JDownloader Community - Appwork GmbH
 

Notices

Reply
 
Thread Tools Display Modes
  #1  
Old 12.02.2021, 18:45
nathan1 nathan1 is offline
JD VIP
 
Join Date: Apr 2012
Posts: 395
Default [LinkCrawler Rule] request for eurekadll.asia

Hi staff,
can you add support for eurekadll.asia ?

example links:

**External links are only visible to Support Staff****External links are only visible to Support Staff**
**External links are only visible to Support Staff****External links are only visible to Support Staff**
Reply With Quote
  #2  
Old 12.02.2021, 18:50
pspzockerscene's Avatar
pspzockerscene pspzockerscene is online now
Community Manager
 
Join Date: Mar 2009
Location: Deutschland
Posts: 71,144
Default

Hi,

no.

A plugin for this website is not required as it contains the URLs right away inside its HTML code.
If you want JD to auto-crawl URLs from this website, you could accomplish this by creating a LinkCrawler rule (type: DEEPDECRYPT).

-psp-
__________________
JD Supporter, Plugin Dev. & Community Manager

Erste Schritte & Tutorials || JDownloader 2 Setup Download
Spoiler:

A users' JD crashes and the first thing to ask is:
Quote:
Originally Posted by Jiaz View Post
Do you have Nero installed?

Last edited by pspzockerscene; 12.02.2021 at 18:51. Reason: Fixed typo
Reply With Quote
  #3  
Old 15.02.2021, 17:30
nathan1 nathan1 is offline
JD VIP
 
Join Date: Apr 2012
Posts: 395
Default

Hi psp

I add this rule

Code:
[ {
  "enabled" : true,
  "cookies" : null,
  "updateCookies" : true,
  "logging" : false,
  "maxDecryptDepth" : 2,
  "id" : 1613401915616,
  "name" : "eureka example rule",
  "pattern" : "https?://eurekaddl\\.asia\\?s=\\d+",
  "rule" : "DEEPDECRYPT",
  "packageNamePattern" : null,
  "passwordPattern" : null,
  "formPattern" : null,
  "deepPattern" : "Download from <a href=\"(https?://[^\"]+)\"",
  "rewriteReplaceWith" : null
} ]
it works for links such

**External links are only visible to Support Staff****External links are only visible to Support Staff**
**External links are only visible to Support Staff****External links are only visible to Support Staff**
**External links are only visible to Support Staff****External links are only visible to Support Staff**

but it crawls also other many spam links (for example facebook, disqus ecc)
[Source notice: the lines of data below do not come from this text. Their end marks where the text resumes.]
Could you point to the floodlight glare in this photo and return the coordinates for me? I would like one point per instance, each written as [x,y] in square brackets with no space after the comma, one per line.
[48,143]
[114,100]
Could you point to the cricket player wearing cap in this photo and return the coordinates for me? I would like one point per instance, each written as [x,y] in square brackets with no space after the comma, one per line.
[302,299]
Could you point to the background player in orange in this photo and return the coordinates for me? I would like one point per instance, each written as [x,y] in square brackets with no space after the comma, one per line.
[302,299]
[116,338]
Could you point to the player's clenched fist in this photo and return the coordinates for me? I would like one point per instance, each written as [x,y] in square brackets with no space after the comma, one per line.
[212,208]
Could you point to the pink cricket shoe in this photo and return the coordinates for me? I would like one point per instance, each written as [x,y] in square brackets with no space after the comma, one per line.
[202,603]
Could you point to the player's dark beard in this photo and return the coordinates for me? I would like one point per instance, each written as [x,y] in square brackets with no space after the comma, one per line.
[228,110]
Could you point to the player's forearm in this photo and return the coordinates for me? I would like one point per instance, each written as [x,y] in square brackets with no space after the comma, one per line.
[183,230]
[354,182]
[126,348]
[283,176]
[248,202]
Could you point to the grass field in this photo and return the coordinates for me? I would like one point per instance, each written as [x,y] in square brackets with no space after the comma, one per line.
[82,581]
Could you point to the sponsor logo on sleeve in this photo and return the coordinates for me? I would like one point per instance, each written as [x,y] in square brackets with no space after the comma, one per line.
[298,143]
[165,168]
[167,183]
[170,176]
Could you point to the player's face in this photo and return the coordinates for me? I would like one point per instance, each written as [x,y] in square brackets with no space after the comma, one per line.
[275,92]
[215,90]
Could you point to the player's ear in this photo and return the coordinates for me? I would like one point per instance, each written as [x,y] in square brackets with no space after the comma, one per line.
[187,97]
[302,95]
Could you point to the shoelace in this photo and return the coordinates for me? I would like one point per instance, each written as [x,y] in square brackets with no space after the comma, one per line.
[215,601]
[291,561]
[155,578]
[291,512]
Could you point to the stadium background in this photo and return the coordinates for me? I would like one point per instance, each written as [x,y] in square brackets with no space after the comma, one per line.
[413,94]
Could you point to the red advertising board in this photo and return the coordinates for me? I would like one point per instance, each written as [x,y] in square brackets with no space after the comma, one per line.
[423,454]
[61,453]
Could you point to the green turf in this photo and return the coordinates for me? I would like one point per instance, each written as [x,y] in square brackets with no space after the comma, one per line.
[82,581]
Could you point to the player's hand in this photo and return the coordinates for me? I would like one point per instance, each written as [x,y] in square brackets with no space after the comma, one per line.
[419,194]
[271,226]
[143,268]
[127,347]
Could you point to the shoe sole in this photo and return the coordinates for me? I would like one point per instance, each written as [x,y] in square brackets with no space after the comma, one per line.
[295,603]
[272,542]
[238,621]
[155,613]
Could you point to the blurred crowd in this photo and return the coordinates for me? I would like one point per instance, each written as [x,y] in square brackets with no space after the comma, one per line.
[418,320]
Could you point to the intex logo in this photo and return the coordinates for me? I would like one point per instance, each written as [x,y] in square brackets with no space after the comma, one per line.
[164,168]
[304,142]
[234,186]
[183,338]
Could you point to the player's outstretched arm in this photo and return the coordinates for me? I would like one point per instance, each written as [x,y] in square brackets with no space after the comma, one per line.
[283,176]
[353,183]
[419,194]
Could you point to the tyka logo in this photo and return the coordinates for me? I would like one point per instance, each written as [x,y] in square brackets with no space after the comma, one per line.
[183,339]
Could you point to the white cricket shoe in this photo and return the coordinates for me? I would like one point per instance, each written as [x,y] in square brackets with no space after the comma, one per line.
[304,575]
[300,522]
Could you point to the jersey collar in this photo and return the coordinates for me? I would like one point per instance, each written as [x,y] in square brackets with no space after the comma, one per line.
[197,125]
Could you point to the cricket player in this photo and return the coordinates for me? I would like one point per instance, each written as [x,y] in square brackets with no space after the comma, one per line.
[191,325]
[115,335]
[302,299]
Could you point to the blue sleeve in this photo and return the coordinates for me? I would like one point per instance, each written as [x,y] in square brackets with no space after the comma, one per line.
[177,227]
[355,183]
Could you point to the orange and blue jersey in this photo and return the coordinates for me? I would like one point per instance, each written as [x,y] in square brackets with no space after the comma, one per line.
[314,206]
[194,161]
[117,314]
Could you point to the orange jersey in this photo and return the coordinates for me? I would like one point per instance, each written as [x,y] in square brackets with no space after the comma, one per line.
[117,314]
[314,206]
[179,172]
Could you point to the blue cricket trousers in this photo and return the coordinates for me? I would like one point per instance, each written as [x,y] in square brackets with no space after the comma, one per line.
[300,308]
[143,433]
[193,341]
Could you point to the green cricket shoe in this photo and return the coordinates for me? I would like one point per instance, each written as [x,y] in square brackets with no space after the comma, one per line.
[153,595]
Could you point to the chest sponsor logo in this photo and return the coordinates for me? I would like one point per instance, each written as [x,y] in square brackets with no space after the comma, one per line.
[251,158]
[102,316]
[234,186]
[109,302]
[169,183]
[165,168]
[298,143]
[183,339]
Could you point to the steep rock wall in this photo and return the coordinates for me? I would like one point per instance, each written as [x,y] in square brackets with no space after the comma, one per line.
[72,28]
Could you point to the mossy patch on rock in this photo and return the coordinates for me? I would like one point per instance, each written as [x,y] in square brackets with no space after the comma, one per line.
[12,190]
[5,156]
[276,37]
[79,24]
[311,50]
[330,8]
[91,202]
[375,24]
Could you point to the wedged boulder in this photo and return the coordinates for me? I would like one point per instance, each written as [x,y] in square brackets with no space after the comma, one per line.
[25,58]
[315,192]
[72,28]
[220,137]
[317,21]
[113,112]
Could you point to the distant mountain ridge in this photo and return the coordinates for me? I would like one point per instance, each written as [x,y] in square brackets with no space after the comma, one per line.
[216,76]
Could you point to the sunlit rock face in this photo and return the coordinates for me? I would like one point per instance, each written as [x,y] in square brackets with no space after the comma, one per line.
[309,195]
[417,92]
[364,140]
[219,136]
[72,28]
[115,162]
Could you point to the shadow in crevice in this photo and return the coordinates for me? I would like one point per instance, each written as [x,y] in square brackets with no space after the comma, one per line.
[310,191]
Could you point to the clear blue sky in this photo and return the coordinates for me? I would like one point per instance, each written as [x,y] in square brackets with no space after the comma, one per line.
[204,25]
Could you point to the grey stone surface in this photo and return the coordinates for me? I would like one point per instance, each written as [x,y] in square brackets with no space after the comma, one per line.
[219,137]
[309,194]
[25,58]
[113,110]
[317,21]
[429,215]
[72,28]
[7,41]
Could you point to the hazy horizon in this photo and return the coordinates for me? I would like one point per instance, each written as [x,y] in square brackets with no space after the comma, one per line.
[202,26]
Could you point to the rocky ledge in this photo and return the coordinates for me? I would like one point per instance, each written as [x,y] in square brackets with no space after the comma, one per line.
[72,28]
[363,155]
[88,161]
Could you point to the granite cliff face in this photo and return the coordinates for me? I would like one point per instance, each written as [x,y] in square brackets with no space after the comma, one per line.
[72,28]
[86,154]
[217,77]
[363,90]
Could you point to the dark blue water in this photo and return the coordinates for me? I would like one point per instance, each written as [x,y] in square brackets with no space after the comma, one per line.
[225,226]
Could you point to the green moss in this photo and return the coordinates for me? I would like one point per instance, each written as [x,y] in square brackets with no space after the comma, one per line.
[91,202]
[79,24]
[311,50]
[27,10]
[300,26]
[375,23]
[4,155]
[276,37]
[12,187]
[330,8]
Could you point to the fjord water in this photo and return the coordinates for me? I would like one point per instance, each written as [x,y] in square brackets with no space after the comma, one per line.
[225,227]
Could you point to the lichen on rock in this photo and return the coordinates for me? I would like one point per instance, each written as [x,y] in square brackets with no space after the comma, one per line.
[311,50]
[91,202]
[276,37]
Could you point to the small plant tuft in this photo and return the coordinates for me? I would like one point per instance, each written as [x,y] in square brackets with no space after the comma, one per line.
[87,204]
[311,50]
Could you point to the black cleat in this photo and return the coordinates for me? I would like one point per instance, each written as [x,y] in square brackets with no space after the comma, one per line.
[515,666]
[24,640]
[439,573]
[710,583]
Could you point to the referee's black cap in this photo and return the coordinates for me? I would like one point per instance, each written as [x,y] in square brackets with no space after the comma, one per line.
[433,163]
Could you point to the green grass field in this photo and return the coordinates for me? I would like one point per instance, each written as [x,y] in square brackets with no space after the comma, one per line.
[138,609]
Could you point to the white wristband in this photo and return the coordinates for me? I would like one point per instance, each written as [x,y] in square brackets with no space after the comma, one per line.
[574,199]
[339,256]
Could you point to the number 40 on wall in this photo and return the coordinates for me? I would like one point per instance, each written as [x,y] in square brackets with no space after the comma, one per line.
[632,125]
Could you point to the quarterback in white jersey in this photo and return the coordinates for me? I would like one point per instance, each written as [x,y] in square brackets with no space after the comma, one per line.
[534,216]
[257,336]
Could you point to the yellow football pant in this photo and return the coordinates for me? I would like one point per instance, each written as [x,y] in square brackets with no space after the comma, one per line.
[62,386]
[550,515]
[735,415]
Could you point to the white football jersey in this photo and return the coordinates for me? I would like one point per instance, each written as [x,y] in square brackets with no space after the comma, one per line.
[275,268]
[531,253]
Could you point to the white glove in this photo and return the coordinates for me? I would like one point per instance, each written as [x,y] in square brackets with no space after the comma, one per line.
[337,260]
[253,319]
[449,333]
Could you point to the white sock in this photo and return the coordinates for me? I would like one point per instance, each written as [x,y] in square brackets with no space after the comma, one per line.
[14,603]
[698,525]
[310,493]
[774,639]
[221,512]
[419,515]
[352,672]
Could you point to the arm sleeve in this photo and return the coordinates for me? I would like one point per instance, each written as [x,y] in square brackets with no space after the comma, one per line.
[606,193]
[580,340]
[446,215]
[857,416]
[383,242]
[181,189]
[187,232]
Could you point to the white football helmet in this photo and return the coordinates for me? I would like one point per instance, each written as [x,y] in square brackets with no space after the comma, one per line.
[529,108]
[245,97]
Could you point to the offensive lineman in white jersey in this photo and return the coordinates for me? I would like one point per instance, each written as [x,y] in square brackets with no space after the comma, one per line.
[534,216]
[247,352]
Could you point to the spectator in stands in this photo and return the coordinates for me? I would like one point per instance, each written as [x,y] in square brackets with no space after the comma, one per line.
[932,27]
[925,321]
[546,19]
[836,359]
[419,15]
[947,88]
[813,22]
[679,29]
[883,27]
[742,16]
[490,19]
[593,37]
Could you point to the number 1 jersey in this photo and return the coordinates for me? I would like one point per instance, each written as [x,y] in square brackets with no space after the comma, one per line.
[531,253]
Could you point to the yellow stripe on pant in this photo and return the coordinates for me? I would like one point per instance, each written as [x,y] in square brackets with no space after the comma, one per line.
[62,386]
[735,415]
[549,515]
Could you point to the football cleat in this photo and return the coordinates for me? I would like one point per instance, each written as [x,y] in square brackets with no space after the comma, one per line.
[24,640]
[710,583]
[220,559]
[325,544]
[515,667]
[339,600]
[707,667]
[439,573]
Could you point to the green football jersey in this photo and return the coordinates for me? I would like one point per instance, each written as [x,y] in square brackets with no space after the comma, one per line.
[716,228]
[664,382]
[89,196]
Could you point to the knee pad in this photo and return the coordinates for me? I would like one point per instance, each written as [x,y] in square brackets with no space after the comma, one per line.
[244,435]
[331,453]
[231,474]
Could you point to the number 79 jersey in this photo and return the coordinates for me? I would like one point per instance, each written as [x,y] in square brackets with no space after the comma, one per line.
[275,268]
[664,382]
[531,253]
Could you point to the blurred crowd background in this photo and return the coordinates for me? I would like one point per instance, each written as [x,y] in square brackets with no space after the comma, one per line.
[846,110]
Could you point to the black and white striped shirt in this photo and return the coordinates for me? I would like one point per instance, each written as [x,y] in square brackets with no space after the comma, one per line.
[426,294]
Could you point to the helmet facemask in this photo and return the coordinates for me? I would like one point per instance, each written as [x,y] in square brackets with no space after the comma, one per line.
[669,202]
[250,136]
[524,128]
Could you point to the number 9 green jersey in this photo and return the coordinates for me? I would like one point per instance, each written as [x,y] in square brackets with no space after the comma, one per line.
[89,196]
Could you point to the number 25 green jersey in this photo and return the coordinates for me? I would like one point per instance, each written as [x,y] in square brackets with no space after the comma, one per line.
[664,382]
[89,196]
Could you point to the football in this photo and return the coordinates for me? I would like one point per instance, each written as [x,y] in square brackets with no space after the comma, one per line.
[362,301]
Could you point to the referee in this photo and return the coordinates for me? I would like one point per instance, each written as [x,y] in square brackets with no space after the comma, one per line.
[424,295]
This rule, for example, doesn't work for links like

**External links are only visible to Support Staff****External links are only visible to Support Staff**
**External links are only visible to Support Staff****External links are only visible to Support Staff**

also if I set "maxDecryptDepth" : 2

LOG
Code:
15.02.21 16.04.38 <--> 15.02.21 16.30.10 jdlog://2123725302851/
Reply With Quote
  #4  
Old 15.02.2021, 18:10
pspzockerscene's Avatar
pspzockerscene pspzockerscene is online now
Community Manager
 
Join Date: Mar 2009
Location: Deutschland
Posts: 71,144
Default

Quote:
Originally Posted by nathan1 View Post
it works for links such

**External links are only visible to Support Staff****External links are only visible to Support Staff**
**External links are only visible to Support Staff****External links are only visible to Support Staff**
**External links are only visible to Support Staff****External links are only visible to Support Staff**
No it doesn't!
You need a separate rule for that.
I made one which always only grabs filecrypt.cc URLs as it seems like they're only using that.
(See the end of this post.)

Quote:
Originally Posted by nathan1 View Post
This rule, for example, doesn't work for links like
The rule you've made does not work at all as your regular expression is wrong and your DEEPDECRYPT pattern is also waay too open.
You can use webtools like regex101.com to test your regular expression.
Please keep in miond that it is not part of our support to teach our users how regular expressions work.
Please re-read our LinkCrawler Rules documentation and learn how regular expressions work so you can write your own rules in the future.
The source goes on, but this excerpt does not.